Spackman K A, Hersh W R
Biomedical Information Communication Center Oregon Health Sciences University, Portland, USA.
Proc AMIA Annu Fall Symp. 1996:155-8.
We evaluated the ability of two natural language parsers, CLARIT and the Xerox Tagger, to identify simple, noun phrases in medical discharge summaries. In twenty randomly selected discharge summaries, there were 1909 unique simple noun phrases. CLARIT and the Xerox Tagger exactly identified 77.0% and 68.7% of the phrases, respectively, and partially identified 85.7% and 80.8% of the phrases.
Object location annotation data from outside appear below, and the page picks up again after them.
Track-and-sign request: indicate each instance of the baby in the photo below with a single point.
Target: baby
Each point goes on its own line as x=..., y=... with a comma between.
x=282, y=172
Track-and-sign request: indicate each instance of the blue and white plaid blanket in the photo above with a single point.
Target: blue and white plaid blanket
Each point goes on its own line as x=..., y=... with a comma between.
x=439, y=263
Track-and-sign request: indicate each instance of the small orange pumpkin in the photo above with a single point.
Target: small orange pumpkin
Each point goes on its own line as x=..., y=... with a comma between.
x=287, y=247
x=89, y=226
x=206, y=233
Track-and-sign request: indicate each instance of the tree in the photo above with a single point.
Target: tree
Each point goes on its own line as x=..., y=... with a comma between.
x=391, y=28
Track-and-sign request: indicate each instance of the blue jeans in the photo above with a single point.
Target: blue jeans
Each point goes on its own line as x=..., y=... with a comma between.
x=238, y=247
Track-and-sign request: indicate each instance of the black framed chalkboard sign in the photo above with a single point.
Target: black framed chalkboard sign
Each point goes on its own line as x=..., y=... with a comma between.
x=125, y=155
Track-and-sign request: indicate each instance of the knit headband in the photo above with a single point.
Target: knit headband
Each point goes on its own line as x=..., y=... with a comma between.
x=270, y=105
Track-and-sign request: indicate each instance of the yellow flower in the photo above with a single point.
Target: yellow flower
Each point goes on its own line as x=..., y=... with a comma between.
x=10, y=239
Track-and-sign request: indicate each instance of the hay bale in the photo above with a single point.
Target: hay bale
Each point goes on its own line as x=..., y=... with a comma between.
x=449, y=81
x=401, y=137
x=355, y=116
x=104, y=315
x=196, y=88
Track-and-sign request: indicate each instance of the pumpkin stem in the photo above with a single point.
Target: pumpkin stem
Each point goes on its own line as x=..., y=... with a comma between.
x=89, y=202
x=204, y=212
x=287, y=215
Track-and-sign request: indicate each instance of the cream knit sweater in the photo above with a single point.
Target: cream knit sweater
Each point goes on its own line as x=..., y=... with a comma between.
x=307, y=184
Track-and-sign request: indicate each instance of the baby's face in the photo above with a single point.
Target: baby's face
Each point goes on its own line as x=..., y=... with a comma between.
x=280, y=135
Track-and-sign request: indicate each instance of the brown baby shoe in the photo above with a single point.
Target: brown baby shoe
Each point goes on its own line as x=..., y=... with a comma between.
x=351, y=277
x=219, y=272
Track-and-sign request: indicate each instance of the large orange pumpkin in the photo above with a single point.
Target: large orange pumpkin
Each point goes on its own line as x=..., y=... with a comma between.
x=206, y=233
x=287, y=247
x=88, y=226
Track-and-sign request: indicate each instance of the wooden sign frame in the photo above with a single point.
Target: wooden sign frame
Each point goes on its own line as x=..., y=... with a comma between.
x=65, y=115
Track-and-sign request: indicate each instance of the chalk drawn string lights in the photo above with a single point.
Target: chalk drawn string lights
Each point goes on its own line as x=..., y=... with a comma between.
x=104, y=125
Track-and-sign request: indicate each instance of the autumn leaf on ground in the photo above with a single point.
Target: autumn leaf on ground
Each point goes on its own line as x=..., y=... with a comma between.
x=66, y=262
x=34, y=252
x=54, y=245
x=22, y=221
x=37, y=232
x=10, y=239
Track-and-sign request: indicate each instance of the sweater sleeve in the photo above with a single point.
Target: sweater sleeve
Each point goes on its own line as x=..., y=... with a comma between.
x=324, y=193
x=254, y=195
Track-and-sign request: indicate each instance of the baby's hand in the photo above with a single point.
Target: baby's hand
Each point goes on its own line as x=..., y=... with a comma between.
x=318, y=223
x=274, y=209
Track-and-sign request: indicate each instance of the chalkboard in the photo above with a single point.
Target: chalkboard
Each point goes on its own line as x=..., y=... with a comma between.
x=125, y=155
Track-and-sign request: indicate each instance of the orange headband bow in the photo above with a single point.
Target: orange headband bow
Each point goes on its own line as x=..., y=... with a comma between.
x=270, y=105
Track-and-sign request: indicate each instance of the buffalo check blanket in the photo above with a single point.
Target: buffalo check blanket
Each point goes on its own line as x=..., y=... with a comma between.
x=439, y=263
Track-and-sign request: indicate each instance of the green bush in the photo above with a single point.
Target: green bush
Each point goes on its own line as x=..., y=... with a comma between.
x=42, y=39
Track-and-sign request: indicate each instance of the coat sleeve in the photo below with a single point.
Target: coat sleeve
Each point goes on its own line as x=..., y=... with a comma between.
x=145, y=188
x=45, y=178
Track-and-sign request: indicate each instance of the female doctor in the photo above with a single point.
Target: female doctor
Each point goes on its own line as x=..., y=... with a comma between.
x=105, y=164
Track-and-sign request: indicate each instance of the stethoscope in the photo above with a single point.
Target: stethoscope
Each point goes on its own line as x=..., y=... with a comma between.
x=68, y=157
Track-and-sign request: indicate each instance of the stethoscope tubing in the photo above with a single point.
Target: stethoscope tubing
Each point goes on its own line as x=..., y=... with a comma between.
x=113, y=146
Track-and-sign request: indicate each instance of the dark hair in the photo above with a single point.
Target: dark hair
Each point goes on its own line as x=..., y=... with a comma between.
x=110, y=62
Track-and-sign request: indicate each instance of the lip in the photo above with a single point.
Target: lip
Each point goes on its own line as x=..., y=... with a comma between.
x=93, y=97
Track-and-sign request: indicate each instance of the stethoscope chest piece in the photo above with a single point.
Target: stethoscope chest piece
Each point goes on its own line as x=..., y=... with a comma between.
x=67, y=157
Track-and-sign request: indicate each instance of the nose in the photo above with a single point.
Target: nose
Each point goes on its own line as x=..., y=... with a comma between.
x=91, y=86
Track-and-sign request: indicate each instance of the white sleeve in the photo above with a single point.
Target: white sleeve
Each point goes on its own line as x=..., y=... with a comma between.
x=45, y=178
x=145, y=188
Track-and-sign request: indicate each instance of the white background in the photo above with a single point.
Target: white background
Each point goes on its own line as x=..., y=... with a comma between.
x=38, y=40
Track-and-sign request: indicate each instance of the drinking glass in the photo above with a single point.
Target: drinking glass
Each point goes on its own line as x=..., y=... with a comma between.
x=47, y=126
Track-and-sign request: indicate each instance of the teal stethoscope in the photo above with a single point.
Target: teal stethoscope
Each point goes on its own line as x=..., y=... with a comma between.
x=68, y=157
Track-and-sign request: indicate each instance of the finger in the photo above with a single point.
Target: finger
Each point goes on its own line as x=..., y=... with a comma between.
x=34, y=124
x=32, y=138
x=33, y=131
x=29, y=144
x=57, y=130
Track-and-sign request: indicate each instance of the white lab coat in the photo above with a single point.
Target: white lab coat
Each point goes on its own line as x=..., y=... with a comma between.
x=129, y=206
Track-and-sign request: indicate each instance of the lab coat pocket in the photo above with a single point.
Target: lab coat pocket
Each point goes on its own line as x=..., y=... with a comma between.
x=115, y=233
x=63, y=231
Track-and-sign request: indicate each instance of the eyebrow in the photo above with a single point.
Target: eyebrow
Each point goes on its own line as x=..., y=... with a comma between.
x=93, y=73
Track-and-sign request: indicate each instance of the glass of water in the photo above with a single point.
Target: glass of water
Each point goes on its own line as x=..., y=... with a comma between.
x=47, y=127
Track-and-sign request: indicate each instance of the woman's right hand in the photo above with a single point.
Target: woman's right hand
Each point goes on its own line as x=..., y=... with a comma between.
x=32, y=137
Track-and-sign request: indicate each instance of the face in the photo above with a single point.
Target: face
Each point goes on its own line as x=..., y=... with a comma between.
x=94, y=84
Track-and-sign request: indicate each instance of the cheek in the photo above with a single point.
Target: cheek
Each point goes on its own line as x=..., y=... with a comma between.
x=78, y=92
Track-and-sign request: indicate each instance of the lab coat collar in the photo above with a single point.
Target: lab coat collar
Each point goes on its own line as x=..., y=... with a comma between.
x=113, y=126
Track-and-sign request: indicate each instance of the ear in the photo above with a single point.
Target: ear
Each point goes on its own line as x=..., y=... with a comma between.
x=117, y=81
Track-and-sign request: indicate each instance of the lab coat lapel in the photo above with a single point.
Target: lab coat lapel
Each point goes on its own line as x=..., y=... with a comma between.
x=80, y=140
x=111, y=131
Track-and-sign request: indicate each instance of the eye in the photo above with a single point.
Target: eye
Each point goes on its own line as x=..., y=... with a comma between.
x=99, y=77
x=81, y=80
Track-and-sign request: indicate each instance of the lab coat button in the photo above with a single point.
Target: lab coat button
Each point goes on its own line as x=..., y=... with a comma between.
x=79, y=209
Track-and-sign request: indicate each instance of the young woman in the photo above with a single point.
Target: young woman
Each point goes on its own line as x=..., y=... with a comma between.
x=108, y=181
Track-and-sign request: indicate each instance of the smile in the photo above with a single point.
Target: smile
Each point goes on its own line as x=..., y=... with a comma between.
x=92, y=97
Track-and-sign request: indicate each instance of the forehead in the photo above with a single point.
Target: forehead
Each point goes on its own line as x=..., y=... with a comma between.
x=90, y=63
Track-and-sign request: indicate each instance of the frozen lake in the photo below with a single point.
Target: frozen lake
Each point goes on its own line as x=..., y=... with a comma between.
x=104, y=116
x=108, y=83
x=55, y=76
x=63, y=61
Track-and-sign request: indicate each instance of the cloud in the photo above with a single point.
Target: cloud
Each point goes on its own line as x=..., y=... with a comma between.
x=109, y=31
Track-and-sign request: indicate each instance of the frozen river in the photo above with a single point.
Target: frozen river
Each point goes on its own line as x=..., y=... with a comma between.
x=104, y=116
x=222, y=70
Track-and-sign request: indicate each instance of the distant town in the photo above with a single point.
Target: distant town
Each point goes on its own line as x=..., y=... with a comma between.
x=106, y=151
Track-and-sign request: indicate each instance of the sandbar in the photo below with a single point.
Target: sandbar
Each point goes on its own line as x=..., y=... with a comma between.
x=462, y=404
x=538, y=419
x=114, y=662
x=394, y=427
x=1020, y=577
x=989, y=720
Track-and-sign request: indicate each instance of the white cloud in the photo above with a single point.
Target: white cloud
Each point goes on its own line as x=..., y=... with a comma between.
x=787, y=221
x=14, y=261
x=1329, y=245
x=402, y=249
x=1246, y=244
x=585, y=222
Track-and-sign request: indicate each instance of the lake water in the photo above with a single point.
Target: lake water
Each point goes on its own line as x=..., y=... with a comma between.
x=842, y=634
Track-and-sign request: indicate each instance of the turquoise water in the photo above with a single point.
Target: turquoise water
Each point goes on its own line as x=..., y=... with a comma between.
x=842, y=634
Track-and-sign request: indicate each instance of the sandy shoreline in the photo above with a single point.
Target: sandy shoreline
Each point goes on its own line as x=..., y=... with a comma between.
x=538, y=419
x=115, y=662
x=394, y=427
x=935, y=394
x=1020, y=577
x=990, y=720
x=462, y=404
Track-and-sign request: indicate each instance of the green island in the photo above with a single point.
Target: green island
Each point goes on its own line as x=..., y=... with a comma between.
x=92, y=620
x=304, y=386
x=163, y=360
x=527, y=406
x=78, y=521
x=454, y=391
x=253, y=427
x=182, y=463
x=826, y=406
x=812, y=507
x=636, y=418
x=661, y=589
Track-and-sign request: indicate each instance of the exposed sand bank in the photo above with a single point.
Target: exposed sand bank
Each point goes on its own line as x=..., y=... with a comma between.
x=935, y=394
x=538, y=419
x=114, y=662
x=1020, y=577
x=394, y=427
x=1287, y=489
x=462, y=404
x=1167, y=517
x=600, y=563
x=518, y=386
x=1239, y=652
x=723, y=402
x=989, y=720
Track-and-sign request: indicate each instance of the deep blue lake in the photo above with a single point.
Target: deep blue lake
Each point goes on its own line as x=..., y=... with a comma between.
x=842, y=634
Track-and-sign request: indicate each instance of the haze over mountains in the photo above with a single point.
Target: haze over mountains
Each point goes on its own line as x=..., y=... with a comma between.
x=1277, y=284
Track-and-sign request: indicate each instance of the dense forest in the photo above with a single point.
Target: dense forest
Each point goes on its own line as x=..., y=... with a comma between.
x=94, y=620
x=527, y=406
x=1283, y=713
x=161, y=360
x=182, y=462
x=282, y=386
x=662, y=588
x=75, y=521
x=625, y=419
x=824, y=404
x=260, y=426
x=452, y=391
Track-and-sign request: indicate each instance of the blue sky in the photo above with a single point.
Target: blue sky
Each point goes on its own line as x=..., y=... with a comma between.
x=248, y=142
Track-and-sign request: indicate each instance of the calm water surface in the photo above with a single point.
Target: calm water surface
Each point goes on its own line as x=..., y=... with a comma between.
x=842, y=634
Neither system had been specially modified or tuned to the medical domain. These results suggest that it is possible to apply existing natural language processing (NLP) techniques to large bodies of medical text, in order to empirically identify the terminology used in medicine. Virtually all the noun phrases could be regarded as having special medical connotation and would be candidates for entry into a controlled medical vocabulary.
我们评估了两种自然语言解析器CLARIT和施乐标记器在医疗出院小结中识别简单名词短语的能力。在随机选取的20份出院小结中,共有1909个独特的简单名词短语。CLARIT和施乐标记器分别准确识别了77.0%和68.7%的短语,部分识别了85.7%和80.8%的短语。这两个系统均未针对医学领域进行专门修改或调整。这些结果表明,有可能将现有的自然语言处理(NLP)技术应用于大量医学文本,以便凭经验识别医学中使用的术语。几乎所有的名词短语都可被视为具有特殊医学内涵,并且有可能被纳入受控医学词汇表。